Carl-Christian H. Dressel, 31 Jahre alt, von Beruf Richter, ist Vorsitzender von Mensa in Deutschland e.V. (MinD, http://www.mensa.de), einer Vereinigung für intellektuell Hochbegabte mit weltweit über 100.000 Mitgliedern. wissen.de sprach mit ihm über die aktuelle Bildungsmisere in Deutschland.

PISA-Studie

Wie erklären Sie sich, dass deutsche Schüler im internationalen Vergleich so schlecht abschneiden? Sind unsere Jugendlichen weniger lernfähig als die Schüler in anderen Ländern?

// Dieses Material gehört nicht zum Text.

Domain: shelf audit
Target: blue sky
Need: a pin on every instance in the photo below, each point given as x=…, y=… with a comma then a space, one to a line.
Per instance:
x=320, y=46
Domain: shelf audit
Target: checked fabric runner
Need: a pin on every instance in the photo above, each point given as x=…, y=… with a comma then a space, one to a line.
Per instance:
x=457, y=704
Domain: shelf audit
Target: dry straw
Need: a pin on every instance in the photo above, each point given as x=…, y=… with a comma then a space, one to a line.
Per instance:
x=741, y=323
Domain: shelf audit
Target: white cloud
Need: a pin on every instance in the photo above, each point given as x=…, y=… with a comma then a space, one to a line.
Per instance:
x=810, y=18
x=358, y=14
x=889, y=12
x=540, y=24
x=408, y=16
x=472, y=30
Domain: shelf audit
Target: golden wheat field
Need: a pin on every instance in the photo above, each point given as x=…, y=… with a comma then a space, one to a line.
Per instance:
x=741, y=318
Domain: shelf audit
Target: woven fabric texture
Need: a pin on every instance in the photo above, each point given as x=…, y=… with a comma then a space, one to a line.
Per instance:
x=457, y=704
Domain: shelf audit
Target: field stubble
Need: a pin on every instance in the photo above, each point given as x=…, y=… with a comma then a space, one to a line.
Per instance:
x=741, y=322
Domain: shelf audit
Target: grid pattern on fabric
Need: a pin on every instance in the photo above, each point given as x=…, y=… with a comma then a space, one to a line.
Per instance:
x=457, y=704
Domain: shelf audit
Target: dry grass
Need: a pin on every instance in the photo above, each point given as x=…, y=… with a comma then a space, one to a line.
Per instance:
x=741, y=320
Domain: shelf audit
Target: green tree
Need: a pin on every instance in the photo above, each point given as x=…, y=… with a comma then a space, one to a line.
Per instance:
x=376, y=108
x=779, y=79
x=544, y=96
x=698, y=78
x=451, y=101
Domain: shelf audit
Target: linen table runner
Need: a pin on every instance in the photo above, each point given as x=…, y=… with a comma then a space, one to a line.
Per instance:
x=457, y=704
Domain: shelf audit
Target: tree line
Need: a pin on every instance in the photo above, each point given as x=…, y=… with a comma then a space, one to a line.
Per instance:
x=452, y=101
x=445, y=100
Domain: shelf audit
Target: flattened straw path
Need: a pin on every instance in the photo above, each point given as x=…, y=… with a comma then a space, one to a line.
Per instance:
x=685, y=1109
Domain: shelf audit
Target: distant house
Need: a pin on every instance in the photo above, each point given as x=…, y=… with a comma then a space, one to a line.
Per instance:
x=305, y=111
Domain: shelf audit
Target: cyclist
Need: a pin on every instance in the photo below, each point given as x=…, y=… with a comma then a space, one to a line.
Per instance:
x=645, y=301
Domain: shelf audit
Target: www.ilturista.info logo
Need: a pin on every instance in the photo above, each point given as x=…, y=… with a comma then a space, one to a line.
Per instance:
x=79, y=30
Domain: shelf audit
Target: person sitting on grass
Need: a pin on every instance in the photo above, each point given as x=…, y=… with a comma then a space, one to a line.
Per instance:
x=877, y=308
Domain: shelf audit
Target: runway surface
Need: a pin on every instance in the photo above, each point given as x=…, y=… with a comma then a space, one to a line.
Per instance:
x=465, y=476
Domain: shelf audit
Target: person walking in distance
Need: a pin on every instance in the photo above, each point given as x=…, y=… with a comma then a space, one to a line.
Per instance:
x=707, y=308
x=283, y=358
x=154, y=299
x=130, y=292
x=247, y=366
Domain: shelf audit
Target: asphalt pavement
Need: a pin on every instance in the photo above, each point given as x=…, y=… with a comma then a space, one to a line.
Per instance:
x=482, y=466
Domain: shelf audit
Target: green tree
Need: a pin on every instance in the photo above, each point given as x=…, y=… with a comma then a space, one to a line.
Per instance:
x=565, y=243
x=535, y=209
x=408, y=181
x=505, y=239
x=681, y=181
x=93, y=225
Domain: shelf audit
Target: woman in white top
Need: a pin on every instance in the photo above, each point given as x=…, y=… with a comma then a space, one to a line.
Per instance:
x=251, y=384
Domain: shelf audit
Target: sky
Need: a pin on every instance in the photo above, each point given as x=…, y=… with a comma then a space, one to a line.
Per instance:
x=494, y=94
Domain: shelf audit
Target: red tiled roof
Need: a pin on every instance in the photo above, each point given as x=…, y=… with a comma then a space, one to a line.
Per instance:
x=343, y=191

Eine umfassende Erklärung für dieses horrende Ergebnis habe ich leider auch nicht. Aber an „Lernfähigkeit“ liegt es ganz sicher nicht. Das Resultat der PISA-Studie zeigt meines Erachtens, dass deutsche Schüler zu kreativen Leistungen mit neuartigen Ansätzen mehrheitlich nicht fähig sind. Neugierde wecken, Lust auf Fähigkeiten, das berauschende Gefühl es geschafft zu haben und zu wissen, es beim nächsten Mal auch wieder schaffen zu können, sollten die Ziele einer modernen Bildungspolitik sein, und nicht die immer noch andauernde Schaffung wandelnder Lexika. In einer Zeit, in der das Wissen dermaßen schnell veraltet wie heute, muss die Fähigkeit gelehrt und gelernt werden, sich Aktuelles zu beschaffen, Informationen kritisch zu hinterfragen, auszuwerten und Schlüsse zu ziehen. Die Frage lautet nicht "Wie löse ich das Problem?" sondern "Wie komme ich an die aktuelle Antwort auf die Frage 'Wie löse ich das Problem'?"

Getestet wurde in der PISA Studie vor allem das Leseverständnis. Eigentlich sollte man erwarten, dass Schüler nach zehn Schuljahren den Umgang mit Texten beherrschen. Wird an deutschen Schulen zu wenig gelesen?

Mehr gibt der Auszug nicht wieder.